Numerical investigation of methanol-air mixture formation and combustion in a dual-fuel marine engine at low load

Port fuel injection (PFI) methanol-diesel dual-fuel is considered a promising retrofit solution for methanol adoption in marine engines. PFI enables fuel flexibility, improved thermal efficiency, and reduced greenhouse gas (GHG), soot, and NOx emissions. This work aims to provide insights for the optimization of PFI methanol-diesel marine engines, contributing to the decarbonization of the maritime sector. For this purpose, Computational Fluid Dynamics (CFD) simulations in CONVERGE-CFD are performed, incorporating spray modeling and combustion kinetics of both methanol and diesel to investigate high-pressure PFI methanol behaviours injected at different locations.

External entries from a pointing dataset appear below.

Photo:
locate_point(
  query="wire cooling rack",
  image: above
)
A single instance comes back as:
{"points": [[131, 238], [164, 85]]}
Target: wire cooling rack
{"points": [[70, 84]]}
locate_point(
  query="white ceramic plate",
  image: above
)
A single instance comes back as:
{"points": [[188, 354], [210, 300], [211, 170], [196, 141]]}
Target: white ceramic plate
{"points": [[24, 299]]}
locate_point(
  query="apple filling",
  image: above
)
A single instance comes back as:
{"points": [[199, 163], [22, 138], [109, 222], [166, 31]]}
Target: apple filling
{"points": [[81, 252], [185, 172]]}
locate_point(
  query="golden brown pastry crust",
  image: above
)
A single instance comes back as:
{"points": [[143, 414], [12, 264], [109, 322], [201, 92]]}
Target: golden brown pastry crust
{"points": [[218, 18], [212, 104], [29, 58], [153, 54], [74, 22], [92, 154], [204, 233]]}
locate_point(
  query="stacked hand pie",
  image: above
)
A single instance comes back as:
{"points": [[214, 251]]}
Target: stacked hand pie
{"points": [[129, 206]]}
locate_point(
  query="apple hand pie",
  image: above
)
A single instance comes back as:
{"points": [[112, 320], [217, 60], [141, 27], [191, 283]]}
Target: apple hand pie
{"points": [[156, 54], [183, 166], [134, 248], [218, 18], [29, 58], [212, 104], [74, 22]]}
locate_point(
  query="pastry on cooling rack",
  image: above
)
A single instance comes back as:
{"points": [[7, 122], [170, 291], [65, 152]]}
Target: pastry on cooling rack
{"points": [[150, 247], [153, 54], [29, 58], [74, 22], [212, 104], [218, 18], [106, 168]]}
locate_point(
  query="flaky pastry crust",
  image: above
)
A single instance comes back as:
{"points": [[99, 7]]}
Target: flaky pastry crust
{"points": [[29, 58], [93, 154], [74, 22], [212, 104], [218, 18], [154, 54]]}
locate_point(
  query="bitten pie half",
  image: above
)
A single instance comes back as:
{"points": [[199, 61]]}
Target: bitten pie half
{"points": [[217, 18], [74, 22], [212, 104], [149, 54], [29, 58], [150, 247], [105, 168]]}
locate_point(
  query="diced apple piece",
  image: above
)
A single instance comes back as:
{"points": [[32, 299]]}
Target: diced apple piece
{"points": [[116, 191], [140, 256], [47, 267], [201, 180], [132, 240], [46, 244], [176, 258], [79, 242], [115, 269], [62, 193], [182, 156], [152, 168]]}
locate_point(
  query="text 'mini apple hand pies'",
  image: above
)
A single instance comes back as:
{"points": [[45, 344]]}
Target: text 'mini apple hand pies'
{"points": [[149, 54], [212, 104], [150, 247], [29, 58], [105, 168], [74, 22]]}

The developed CFD model satisfactorily captured methanol-air mixture formation and methanol combustion under low-load dual-fuel operation measured at 3.1 bar Brake Mean Effective Pressure (BMEP). Two distinct phases of dual-fuel combustion are captured: compression ignition of n-heptane, as a surrogate for diesel, and fast flame propagation of premixed methanol, with results being sensitive to blending ratio (BR), start of injection (SOI), and injector location. At 3.1 bar BMEP, varying BR between 45%–65% yielded increased combustion efficiency (91.9%–94.8%) and gross Indicated Thermal Efficiency (ITE) (46.2%–47.3%), while BRs above 75% caused partial burn and efficiency drop. Advancing SOI improved mixture uniformity and flame propagation rate, however, it increased NOx and heat release rate of the second phase. Injecting more methanol from the short runner promoted homogeneity, raising combustion efficiency by up to 8%-points, thermal efficiency up to 4.3%-points, and NOx emissions by 50%. These results highlighted the model’s capability to simulate dual-fuel operation and advance the understanding towards efficient and low-emission methanol marine engines.